Climate change is leading to increasing numbers of extreme climate and weather-related events. These are causing rising levels of climate risks, leading to loss and damage. Climate risks provoke havoc, lead to humanitarian catastrophes, and stand in the way of achieving the Sustainable Development Goals (SDGs). Thus, it is of great importance to prevent and minimize risks as much as possible.
However, there remains a residual risk that cannot be avoided. This is where risk insurance and risk financing have an important role to play. Climate risk transfer, that is, risk insurance, and risk financing are tools to financially address residual loss and damage by providing financial compensation.
It is not enough to make climate risk insurance available.

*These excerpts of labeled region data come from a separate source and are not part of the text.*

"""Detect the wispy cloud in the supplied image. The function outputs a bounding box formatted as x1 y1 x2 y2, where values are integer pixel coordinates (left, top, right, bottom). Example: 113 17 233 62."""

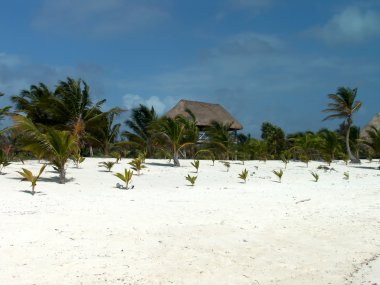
128 33 380 135
32 0 168 38
123 93 176 115
312 6 380 45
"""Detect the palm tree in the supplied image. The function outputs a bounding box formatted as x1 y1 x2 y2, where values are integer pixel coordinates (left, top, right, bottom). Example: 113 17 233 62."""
122 104 158 157
13 115 78 184
155 116 198 166
11 82 61 126
292 132 321 167
323 87 362 163
0 92 11 121
363 126 380 160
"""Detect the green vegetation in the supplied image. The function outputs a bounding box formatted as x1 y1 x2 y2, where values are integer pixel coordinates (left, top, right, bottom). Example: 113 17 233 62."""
323 87 362 163
0 149 11 174
17 164 46 195
310 171 319 182
71 151 86 168
239 169 248 183
191 159 199 173
221 161 231 172
115 169 133 190
185 174 198 186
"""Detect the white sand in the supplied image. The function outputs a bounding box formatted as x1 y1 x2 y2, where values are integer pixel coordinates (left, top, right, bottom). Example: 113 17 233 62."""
0 159 380 285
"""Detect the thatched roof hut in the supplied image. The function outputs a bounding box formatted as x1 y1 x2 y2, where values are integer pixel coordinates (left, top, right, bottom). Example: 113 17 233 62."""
360 113 380 138
164 99 243 131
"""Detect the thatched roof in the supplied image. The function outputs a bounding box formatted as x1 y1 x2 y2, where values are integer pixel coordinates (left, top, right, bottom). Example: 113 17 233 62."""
164 100 243 130
360 113 380 138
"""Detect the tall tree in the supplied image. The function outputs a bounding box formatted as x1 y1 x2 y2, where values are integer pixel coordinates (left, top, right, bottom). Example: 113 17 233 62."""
318 129 341 164
323 87 362 163
206 121 235 159
364 126 380 159
155 116 196 166
0 92 11 121
13 115 78 183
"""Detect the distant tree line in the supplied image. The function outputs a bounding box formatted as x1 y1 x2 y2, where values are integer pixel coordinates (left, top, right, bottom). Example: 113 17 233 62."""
0 78 380 182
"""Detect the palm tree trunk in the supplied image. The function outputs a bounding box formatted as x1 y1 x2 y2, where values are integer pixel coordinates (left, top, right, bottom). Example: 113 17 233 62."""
346 122 360 163
173 150 181 167
58 166 66 184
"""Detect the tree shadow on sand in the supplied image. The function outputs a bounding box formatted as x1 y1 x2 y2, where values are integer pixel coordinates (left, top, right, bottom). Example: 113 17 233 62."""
19 190 47 196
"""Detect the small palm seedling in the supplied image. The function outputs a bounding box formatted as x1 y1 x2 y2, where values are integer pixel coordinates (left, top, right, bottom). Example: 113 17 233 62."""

The extent to which insurance helps to close the gaps in the protection of vulnerable groups against climate risks depends on the way in which insurance is structured.
Recommendations
- In view of the rapidly advancing climate crisis, it is time that humanitarian and development organizations focus more strongly on climate risk management, including risk insurance and risk financing.
- While climate risk insurance is not a magic solution, it can contribute to closing the protection gap of vulnerable communities and countries. However, it cannot be used as a stand-alone, but needs to be integrated in a comprehensive risk management strategy and linked with social safety nets (where applicable), poverty reduction, and the implementation of the SDGs.

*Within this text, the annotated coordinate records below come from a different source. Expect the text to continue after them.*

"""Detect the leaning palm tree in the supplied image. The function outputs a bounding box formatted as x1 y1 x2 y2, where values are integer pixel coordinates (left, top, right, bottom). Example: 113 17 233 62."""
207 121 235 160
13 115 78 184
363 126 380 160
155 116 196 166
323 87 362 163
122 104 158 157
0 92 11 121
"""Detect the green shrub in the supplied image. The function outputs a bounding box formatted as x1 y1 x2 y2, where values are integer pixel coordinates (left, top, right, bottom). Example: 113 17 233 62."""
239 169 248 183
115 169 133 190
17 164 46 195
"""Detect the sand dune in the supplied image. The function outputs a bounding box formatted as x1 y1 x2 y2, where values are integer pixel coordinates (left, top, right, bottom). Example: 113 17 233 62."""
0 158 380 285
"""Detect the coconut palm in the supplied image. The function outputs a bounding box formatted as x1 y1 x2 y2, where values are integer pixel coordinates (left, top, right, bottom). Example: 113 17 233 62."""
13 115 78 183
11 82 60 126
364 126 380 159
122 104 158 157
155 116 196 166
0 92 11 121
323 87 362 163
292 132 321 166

- Climate risk insurance and other forms of risk transfer and risk financing, in order to benefit marginalized, resource-poor, and climate-vulnerable people and countries, needs to be designed in a pro-poor (including participatory, inclusive, and transparent) way that makes it accessible, affordable, and valuable to them.
- The climate crisis requires much more than just continuing with business-as-usual approaches. This also applies to disaster risk management and climate adaptation, where transformational pathways are required in the 2020s in order to better protect climate-vulnerable communities from climate-induced havoc and intolerable risk that is imposing far beyond traditional knowledge and community-based adaptive capacities.